The Institutional Books dataset is, in addition, an important experiment in dataset governance. Where Eleuther adopts a well-established Open Data model with minimal governance layers limited to open licensing, IDI is experimenting with a new, gated approach. In this way, the IDI and Harvard Library position themselves as organizations capable of and willing to steward a common dataset and an ecosystem around it. The gated access mechanisms and use limitations will limit reuse, but at the same time foster a community—something that cannot be easily accomplished in the traditional Open Data model.
The difference in approach can be explained by the different roles that Eleuther.ai and the Institutional Data Initiative play in the data and AI ecosystems. Eleuther, as a reuser of publicly available resources, is well-suited to adopt an Open Data approach—as it is an aggregator and reuser, rather than a steward of a collection. For IDI, which is located in an institution that stewards a significant content collection, a commons-based approach is a better fit.

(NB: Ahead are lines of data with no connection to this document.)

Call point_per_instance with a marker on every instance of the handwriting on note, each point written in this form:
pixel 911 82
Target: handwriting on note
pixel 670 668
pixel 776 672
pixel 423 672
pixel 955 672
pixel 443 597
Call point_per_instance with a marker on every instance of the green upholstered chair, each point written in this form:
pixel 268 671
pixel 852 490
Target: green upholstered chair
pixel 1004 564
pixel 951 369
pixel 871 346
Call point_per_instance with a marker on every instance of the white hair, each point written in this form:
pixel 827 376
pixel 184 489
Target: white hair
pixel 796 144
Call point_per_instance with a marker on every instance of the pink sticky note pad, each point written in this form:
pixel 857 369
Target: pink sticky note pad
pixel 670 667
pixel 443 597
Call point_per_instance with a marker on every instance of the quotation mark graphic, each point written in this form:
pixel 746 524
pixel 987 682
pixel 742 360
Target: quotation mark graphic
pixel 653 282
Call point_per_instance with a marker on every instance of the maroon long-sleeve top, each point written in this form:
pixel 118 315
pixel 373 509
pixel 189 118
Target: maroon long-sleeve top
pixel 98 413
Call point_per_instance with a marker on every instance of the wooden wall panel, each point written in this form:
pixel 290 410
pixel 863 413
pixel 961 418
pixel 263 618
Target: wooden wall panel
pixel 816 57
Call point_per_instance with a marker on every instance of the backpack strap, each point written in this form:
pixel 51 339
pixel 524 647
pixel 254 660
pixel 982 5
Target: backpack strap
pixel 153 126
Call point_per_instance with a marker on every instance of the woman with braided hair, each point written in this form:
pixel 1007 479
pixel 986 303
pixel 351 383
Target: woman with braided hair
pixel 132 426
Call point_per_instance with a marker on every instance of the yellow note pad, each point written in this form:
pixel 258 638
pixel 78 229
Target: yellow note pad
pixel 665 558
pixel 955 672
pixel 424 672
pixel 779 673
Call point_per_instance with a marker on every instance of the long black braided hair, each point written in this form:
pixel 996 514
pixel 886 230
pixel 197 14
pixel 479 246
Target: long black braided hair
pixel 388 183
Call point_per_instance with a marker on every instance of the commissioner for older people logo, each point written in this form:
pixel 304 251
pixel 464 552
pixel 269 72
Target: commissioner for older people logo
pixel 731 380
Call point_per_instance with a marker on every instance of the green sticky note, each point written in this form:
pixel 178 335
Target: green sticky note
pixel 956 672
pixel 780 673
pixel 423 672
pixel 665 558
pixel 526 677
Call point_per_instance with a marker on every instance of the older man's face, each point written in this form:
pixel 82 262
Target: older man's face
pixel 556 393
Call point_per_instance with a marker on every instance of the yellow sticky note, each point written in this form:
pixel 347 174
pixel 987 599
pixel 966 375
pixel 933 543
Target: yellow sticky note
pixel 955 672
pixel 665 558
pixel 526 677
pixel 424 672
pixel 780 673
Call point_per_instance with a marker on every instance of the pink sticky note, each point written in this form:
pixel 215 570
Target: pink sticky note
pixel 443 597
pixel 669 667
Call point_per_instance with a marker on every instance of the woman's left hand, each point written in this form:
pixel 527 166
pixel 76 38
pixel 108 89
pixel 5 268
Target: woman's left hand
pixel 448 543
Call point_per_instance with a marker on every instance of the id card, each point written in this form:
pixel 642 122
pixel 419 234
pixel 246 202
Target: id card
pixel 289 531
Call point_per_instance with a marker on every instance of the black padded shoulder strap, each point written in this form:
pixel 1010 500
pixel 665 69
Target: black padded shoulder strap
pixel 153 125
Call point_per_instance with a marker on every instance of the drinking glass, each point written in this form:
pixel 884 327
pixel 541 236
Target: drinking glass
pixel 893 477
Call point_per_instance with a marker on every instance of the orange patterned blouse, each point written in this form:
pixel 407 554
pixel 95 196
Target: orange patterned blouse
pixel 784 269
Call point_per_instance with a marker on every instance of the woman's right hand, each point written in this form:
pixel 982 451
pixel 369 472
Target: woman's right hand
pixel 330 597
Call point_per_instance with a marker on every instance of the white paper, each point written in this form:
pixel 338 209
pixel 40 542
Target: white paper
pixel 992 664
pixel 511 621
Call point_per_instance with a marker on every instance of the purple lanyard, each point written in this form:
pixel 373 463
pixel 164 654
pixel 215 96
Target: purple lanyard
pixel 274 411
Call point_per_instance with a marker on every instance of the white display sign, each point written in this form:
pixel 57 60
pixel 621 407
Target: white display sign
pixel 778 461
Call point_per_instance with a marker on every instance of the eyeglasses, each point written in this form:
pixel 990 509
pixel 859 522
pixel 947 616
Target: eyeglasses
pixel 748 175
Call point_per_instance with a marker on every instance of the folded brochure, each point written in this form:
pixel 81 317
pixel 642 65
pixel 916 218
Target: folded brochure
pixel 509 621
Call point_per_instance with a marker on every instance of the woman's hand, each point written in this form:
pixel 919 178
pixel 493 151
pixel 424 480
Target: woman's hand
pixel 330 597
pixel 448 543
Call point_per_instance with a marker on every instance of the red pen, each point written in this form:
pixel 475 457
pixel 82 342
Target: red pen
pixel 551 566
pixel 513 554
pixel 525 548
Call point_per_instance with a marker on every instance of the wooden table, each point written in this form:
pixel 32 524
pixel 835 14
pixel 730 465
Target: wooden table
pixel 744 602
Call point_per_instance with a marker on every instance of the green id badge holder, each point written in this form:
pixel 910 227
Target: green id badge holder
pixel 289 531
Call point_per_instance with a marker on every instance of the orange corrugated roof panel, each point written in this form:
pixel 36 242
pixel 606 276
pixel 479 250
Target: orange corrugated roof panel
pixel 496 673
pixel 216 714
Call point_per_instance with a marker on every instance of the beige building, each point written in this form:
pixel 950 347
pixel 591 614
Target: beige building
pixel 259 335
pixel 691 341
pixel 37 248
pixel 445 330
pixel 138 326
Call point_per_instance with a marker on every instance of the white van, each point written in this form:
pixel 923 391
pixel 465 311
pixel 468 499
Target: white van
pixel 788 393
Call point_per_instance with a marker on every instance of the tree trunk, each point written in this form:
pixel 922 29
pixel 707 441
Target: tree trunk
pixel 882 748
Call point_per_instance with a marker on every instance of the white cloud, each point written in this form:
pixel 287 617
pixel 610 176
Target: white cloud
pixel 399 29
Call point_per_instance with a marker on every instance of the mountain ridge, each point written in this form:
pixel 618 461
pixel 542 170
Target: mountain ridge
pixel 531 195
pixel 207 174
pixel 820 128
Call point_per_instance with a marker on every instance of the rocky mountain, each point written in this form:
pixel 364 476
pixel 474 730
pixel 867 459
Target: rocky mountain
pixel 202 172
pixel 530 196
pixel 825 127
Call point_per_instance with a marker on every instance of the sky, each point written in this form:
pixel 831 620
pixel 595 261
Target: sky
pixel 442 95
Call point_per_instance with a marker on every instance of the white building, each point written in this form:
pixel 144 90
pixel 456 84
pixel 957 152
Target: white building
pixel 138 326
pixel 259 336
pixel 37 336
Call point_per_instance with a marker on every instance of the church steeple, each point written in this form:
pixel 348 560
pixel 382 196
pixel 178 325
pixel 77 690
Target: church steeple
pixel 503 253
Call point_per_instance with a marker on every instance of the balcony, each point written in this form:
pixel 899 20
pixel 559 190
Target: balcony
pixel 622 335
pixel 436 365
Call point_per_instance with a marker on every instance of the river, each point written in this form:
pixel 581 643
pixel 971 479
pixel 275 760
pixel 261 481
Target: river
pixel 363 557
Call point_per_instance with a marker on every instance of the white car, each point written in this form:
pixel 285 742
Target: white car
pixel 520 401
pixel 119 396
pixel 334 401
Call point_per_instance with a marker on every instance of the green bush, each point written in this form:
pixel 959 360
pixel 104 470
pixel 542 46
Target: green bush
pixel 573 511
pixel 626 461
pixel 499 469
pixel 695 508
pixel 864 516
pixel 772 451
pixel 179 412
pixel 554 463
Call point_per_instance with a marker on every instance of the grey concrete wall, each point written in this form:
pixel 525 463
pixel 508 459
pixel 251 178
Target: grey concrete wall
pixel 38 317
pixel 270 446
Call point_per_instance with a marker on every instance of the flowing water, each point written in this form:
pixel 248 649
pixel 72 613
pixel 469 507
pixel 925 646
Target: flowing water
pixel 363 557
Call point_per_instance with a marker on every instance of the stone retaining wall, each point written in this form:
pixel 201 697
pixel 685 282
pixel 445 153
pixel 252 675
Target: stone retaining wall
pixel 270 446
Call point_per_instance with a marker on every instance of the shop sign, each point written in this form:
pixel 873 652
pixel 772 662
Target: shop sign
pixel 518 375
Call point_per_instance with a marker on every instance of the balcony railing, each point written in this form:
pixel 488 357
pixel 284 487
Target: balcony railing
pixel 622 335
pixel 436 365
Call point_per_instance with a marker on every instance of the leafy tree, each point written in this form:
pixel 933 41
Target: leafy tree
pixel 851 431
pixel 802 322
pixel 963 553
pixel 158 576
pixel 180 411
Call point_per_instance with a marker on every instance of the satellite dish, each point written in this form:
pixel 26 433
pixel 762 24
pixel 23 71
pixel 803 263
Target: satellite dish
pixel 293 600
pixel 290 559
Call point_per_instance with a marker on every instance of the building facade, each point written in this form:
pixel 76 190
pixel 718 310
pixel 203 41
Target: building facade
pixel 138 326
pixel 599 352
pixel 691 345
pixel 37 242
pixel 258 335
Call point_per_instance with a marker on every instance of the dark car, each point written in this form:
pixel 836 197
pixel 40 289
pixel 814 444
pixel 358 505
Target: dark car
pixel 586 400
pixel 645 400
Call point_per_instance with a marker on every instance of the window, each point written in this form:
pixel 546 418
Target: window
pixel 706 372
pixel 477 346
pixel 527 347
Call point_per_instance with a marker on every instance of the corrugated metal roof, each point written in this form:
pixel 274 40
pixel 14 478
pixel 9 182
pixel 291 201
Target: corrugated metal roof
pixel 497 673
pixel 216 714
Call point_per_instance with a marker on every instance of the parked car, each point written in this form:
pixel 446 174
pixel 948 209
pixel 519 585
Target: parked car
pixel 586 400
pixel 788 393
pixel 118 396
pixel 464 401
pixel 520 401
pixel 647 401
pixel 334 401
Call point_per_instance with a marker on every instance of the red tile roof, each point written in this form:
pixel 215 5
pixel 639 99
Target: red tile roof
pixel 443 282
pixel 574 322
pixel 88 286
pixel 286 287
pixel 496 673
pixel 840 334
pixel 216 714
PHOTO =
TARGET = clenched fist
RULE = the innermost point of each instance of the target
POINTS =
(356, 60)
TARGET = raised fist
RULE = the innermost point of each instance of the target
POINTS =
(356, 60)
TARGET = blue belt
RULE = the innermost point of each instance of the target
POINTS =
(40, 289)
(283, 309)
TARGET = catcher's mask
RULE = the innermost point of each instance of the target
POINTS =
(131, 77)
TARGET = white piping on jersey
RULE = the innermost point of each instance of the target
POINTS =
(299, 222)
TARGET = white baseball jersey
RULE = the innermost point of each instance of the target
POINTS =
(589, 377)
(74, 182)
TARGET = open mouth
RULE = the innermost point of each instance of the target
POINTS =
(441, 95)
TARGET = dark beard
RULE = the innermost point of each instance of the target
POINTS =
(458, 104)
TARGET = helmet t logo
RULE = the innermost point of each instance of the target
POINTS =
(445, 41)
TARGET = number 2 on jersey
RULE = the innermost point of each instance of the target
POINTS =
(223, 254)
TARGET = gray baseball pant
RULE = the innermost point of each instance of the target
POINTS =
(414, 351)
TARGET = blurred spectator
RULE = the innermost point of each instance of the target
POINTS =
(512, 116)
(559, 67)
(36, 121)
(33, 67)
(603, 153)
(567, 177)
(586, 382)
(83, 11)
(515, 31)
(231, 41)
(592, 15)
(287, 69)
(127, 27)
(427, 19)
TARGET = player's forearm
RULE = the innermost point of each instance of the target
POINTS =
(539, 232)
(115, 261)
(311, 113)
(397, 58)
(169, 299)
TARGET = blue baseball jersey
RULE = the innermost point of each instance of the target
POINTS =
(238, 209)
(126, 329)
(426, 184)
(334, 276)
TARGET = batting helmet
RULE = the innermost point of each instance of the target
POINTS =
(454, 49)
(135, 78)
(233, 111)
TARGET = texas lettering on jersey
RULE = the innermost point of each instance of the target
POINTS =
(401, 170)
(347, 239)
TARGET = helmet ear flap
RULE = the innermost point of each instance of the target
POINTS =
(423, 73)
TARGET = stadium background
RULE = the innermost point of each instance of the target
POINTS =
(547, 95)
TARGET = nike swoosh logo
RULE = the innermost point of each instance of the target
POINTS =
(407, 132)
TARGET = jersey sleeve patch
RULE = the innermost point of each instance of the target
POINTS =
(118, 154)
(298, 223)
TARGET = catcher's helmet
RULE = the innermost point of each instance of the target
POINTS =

The provision of a robust, Public Domain-based dataset is an important milestone achieved by both initiatives—hopefully it will be further validated by AI development efforts using this data. In addition to that, the governance approach proposed by IDI is an important experiment in establishing new forms of data sharing that account for challenges inherent to AI development.
Hopefully, both initiatives will transparently share data on the reuse of their datasets—especially on the types of models built on their basis. Open and commons-based dataset will fulfill their mission of democratizing AI only if they are accompanied by state-of-the-art, open source models (for a full argument on the importance of such models, see the white paper on public AI).
Finally, the two examples are important for the ongoing European debate on data for AI. Both of the datasets have been developed by American entities, and while multi-lingual, they are skewed towards the English language. The new Data Union Strategy, currently consulted by the European Commission, should include a key action to develop an AI Commons: an ecosystem of open and commons-based datasets for all European languages.